Chris Pollard, 31, was arrested in September 2012 following an early-morning raid involving nine police officers from the Tuleta computer-hacking inquiry on his London home. He spent nearly a year on police bail on suspicion of handling a stolen mobile phone.
His alleged crime dated back to 2009 when a member of the public called in to The Sun saying they had found a mobile phone in a nightclub.
The individual claimed there were texts and photos on the phone which suggested a married high-profile celebrity was involved in an affair and had behaved inappropriately on BBC premises.

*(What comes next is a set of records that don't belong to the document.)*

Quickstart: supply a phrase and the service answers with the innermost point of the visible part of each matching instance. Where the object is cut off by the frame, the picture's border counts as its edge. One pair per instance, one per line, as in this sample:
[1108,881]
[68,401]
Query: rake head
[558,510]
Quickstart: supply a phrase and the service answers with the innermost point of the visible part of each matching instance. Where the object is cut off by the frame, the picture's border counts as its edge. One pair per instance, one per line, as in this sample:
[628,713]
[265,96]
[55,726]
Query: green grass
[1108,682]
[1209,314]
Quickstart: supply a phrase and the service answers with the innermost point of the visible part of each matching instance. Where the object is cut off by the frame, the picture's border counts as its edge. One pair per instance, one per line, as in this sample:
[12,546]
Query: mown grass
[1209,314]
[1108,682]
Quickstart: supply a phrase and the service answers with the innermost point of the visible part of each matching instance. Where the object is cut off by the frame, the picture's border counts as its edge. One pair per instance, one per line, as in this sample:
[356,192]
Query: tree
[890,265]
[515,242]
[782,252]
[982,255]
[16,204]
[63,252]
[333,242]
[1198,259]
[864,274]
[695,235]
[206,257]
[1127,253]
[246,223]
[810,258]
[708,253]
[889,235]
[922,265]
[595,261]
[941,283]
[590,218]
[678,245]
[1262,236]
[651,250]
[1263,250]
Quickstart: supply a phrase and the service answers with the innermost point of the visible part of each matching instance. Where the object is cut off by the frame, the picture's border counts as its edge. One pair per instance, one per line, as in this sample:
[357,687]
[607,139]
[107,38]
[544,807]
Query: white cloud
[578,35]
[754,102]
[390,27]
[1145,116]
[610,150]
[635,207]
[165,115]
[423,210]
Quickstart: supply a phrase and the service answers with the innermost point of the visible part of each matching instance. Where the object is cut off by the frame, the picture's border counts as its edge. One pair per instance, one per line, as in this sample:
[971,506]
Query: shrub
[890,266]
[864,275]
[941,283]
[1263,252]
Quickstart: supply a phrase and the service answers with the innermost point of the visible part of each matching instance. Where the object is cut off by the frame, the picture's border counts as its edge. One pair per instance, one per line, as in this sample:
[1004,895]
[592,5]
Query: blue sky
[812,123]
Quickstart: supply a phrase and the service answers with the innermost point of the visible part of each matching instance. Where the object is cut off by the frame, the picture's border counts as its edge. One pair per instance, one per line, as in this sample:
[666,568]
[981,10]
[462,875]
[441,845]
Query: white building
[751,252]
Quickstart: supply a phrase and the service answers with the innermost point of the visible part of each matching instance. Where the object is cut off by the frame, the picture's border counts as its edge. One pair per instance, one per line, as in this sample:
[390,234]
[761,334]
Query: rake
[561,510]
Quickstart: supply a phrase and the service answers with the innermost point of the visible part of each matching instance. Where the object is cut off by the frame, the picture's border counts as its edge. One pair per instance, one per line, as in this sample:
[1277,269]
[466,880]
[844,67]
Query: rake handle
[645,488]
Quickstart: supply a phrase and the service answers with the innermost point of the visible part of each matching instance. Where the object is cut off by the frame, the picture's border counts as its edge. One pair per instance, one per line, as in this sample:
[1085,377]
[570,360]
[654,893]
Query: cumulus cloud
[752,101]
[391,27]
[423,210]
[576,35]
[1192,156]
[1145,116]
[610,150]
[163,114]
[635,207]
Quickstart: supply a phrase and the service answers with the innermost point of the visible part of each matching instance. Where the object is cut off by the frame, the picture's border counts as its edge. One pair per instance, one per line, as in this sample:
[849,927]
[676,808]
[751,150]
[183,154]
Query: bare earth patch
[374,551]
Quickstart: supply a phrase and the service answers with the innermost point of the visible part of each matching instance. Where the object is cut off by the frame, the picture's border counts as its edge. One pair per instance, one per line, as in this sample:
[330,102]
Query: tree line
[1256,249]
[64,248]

The phone later turned out to be reported stolen.
Pollard’s involvement in the story was to write a memo to The Sun newsdesk based on his telephone chat with the woman who had found the phone. Three years later this email memo was apparently turned up by News Corp’s Management and Standards Committee and formed the basis for his arrest.
Another Sun journalist met the woman, collected the phone and later handed it in to police. That individual remains on police bail.

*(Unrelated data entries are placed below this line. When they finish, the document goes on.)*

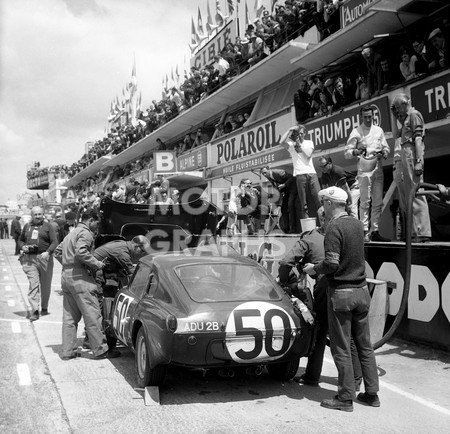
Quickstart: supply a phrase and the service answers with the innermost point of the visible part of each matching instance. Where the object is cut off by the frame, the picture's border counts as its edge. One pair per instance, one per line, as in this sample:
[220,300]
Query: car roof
[210,253]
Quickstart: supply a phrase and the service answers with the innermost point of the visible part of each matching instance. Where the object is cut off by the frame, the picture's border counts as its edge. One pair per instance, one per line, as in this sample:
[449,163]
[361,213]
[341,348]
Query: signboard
[249,143]
[432,98]
[352,10]
[192,160]
[205,56]
[334,130]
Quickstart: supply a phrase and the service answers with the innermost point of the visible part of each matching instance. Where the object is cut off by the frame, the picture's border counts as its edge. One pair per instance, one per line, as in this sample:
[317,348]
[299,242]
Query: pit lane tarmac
[41,393]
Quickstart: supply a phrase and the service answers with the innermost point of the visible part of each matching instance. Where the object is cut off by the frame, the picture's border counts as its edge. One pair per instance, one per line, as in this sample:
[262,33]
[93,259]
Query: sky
[62,62]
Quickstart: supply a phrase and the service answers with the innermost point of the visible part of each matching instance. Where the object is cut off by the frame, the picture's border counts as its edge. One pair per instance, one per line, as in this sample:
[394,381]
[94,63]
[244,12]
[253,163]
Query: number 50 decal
[258,331]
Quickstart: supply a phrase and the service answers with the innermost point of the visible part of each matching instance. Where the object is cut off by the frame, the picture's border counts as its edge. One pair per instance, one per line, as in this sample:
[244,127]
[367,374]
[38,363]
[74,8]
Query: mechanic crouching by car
[309,249]
[80,290]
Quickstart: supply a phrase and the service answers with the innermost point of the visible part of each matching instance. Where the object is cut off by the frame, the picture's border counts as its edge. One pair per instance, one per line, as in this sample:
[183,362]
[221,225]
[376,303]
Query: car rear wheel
[284,371]
[145,375]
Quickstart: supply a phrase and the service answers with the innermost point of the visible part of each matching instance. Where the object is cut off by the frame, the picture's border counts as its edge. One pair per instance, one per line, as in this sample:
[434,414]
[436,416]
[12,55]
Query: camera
[294,135]
[32,249]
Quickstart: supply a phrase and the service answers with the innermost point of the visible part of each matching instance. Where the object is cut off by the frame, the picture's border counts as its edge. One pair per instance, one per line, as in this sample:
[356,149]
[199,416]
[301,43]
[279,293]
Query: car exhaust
[254,370]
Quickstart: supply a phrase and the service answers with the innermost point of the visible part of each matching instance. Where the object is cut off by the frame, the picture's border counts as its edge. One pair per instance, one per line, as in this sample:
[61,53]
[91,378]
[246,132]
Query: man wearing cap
[368,143]
[37,242]
[15,231]
[348,301]
[333,175]
[301,150]
[80,289]
[441,55]
[408,169]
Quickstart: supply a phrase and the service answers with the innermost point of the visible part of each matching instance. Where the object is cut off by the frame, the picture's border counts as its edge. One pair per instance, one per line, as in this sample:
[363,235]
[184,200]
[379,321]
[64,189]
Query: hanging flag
[259,8]
[247,18]
[200,30]
[230,6]
[194,42]
[210,26]
[272,7]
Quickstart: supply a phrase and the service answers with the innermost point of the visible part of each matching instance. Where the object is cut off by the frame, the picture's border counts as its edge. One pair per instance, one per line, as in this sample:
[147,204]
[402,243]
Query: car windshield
[226,282]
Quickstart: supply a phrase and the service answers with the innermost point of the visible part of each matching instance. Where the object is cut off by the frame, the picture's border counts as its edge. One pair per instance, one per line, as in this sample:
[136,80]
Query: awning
[269,70]
[87,172]
[355,35]
[183,180]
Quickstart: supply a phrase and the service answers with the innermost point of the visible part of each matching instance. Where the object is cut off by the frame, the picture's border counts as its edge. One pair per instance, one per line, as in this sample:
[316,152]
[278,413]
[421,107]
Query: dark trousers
[307,183]
[348,310]
[16,239]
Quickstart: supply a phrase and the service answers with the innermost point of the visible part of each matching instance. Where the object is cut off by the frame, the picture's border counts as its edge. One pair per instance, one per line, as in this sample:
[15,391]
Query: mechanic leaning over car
[348,300]
[80,290]
[309,249]
[37,242]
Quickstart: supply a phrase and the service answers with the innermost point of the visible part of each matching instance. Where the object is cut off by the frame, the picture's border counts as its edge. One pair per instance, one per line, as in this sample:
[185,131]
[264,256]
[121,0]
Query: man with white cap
[348,301]
[441,55]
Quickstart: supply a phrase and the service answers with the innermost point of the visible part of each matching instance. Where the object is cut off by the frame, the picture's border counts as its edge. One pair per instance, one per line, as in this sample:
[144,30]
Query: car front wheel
[285,370]
[145,375]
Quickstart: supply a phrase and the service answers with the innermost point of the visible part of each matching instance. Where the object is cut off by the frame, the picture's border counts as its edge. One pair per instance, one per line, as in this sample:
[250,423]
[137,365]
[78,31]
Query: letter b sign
[165,162]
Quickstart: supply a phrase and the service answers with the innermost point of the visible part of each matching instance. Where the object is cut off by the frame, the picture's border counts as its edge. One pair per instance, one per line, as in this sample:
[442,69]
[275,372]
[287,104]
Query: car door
[127,301]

On the morning Pollard was arrested, nine police officers searched his one-bedroom flat in a dawn raid (pre 7am) and carried out a comprehensive search which included rifling through the underwear drawer of his then girlfriend (now wife).
Police took away numerous computers, memory sticks, mobile phones and notepads (which have all yet to be returned) and took him to Lewisham Police station for several hours of questioning before releasing him on police bail.
Pollard told Press Gazette: “I have no problem with the police making arrests when they suspect wrongdoing. But the way they are doing it is totally over the top and ridiculous.
“You don’t need to send nine police officers at dawn to a journalist’s house because you suspect them of handling a stolen mobile phone.
“No-one else suspected of committing these sorts of crimes would get that sort or reaction. It must be costing them a fortune.
“Nine officers is the entire police force of somewhere like Bexhill, you can’t justify it.
“We are white collar workers, we are not going to do a bunk with the evidence and head over to Peru.
“I think operations Elveden [into payments to public officials] and Tuleta will turn out to be an almost total disaster for the police.”
Far from handling the stolen device, Pollard contends that he never even set eyes on it.
Pollard’s case is similar to that of Sun reporter Rhodri Phillips, who was arrested on 19 July 2012 by police on the Operation Tuleta inquiry and cleared last week.
Press Gazette understands that Phillips was asked to send a memo to the newsdesk about information found on an MP’s mobile phone which was said to have been found on a train in 2010. It later turned out to have been stolen.
Like Pollard, Phillips never ever saw the mobile he was accused of handling. And like Pollard, Phillips' arrest is also understood to stem from information being handed over to the police by News Corp's own Management and Standards Committee.
A separate civil claim for damages of £50,000 has been filed in connection with the stolen mobile involved in the Pollard case. The owner of the phone has sought damages for breach of confidence and misuse of private information.